Dear care and feeding,
My husband and I had our daughter when she was a baby, mainly due to religious pressure from his side of the family. I felt like I never had that doting bond that parents talk about: I was diligent with her physical needs, tried to help her do fun things she enjoyed (hobbies, sports, special classes), and I wasn’t a screaming or emotionally mean parent. . But I always felt like she was faking more than vague warmth. I didn’t have a mother growing up, so I also didn’t know what she was supposed to be. She definitely wasn’t the best, but I tried to attract other women who could help me fill the shoes that I couldn’t: my husband’s sisters, his school friends’ mothers, a godmother, and encourage them to be close. . Still, I was relieved when she started her career and lived independently because I was able to stop trying so hard. Things have been much easier since then and she seems to have done well. She and her husband are now expecting a baby and she asked me to accompany her to family therapy because, in her words, “pregnancy generates a lot of feelings.”

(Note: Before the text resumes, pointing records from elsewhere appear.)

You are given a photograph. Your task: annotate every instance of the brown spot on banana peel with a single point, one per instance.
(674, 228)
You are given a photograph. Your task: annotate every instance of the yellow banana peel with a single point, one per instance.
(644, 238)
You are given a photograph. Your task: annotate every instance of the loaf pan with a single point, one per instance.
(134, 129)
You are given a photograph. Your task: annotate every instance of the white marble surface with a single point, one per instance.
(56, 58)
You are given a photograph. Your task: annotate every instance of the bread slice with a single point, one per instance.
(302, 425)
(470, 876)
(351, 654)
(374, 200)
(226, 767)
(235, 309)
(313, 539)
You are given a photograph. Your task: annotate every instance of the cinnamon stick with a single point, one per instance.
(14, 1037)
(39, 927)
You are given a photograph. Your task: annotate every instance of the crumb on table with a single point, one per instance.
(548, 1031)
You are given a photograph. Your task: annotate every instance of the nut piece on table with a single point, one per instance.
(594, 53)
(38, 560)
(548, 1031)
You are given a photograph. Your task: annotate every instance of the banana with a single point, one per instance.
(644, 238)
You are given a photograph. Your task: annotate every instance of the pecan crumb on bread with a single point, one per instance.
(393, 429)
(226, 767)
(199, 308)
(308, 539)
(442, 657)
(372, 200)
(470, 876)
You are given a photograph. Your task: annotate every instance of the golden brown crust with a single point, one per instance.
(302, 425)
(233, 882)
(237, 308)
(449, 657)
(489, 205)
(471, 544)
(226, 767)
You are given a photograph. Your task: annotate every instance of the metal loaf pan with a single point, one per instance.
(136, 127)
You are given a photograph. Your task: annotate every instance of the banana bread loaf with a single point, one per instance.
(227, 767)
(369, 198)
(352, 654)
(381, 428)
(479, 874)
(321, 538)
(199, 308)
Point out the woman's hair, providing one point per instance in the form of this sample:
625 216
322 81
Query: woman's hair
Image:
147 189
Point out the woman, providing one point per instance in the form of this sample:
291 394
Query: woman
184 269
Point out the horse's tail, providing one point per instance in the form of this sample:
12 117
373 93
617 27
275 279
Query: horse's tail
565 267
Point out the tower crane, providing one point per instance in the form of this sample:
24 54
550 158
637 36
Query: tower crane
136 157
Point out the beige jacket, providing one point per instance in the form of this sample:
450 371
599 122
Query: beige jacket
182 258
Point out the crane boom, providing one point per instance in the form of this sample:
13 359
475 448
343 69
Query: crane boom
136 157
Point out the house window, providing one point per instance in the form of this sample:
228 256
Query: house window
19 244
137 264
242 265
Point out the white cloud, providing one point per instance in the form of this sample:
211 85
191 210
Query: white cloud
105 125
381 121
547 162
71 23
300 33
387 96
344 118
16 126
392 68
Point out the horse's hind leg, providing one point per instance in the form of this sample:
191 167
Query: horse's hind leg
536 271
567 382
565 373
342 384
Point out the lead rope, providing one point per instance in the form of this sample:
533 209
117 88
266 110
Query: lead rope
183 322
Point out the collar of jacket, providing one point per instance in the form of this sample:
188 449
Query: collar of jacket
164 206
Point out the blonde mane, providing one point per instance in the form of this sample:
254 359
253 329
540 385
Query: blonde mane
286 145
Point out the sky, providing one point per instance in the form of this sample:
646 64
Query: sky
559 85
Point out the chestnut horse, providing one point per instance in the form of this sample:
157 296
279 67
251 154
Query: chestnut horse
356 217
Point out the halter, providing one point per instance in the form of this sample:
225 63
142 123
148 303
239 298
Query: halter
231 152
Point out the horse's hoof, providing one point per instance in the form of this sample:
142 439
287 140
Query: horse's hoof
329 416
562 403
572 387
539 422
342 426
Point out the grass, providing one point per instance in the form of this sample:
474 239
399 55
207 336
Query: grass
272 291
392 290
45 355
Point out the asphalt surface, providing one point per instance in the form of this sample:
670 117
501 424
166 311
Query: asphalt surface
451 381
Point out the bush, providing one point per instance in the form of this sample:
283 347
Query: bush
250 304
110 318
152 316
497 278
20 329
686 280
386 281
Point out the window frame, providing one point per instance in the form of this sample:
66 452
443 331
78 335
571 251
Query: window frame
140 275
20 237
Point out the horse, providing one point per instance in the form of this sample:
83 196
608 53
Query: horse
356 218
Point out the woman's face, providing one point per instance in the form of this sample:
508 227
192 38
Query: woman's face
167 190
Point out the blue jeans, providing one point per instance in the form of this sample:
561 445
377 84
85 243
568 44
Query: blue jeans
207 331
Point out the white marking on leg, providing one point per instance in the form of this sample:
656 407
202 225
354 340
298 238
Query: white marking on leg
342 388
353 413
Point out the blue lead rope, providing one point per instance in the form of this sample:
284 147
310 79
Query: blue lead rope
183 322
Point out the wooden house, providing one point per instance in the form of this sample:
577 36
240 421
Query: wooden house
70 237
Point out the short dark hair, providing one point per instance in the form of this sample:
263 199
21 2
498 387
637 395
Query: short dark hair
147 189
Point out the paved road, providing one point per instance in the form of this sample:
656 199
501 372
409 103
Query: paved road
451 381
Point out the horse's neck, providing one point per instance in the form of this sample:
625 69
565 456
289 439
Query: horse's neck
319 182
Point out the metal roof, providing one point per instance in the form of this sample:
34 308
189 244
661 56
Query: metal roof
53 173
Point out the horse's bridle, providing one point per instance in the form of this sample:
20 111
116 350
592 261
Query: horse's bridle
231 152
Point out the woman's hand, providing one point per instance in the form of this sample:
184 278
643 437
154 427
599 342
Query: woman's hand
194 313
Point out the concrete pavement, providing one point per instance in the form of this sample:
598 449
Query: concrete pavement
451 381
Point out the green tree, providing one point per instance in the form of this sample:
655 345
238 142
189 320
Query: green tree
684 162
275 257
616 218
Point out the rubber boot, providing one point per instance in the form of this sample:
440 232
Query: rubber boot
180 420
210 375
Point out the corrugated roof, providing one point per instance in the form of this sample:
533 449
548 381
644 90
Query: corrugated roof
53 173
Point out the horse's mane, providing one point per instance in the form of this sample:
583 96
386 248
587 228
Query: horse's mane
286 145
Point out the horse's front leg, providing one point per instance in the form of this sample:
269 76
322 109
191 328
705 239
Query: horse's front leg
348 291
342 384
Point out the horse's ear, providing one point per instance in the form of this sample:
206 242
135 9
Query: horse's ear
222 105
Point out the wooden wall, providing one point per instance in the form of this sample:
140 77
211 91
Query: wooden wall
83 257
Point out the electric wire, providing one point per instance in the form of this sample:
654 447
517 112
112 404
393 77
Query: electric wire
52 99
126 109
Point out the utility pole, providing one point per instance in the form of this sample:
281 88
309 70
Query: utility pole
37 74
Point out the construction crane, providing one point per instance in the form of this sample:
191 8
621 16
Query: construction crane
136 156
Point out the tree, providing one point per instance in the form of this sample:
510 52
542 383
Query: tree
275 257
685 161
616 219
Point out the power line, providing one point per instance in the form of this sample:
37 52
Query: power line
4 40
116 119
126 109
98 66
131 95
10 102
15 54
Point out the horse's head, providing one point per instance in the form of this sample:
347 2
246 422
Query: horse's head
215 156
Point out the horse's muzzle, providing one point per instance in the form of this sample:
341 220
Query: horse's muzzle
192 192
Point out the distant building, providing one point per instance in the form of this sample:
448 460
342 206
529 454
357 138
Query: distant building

I don’t know if I should go or not: I’ve never told her how I feel and it seems cruel and useless to let that come up in therapy, but also, she never asks me for anything as an adult. I don’t want her to suffer, I just don’t think this is going to help. What should I do here?
Dear future grandmother,
Of course, I can’t know for sure what feelings the pregnancy has awakened in your daughter, but I have to imagine that she asks you to come with her to family therapy because she feels something is wrong or missing, and she wants things to get better. be better among you? Making things better, even if it’s mainly for her, or so you can be a part of your grandchild’s life, seems like enough of a reason to go.
You don’t really say what your daughter means to you, or whether you want to have a close, loving relationship with her and your future grandchild. But let’s assume that you really love and care for your child and her future grandchild, even if you feel like you’re not the best at showing it. In that case, you could go to family therapy with an open mind and try to participate in the hopes that you and your daughter will end up having a better and/or closer relationship. I understand that you have reservations about what you might say, and I certainly wouldn’t plan on telling her that you feel like you’re faking your affection for her (although I think there’s a big difference between that and feeling like being a parent doesn’t come naturally to you). It might make sense for you to attend the sessions and be prepared to listen and think primarily about what she tells you at first, rather than telling you everything about her own parenting decisions.
I am sure that family therapy can be of great help. But I also believe that you will get nowhere if only one person puts in the effort. If the relationship with your daughter is not of great importance to you (I’m not trying to make assumptions or sound harsh, but you mentioned that you don’t want to “try so hard”!), I think it’s a shame, but I doubt that family therapy would do help in that case. Still, if I were you, I would want to go and do everything I can to try to ease my son’s pain and strengthen our relationship.
More whiteboard tips
My wife and I divorced when my daughter was 6 and I was 43. I love my daughter to death, I marveled at her growing up, I enjoyed her love and I returned the same. I still love her very much, but something is wrong in our relationship. He has no problem ignoring my texts, much less my calls. It hurts me a lot when she rejects me.
She’ll say, “I never answer anyone’s texts,” but Respond immediately to anyone’s text messages during those rare times when we are together.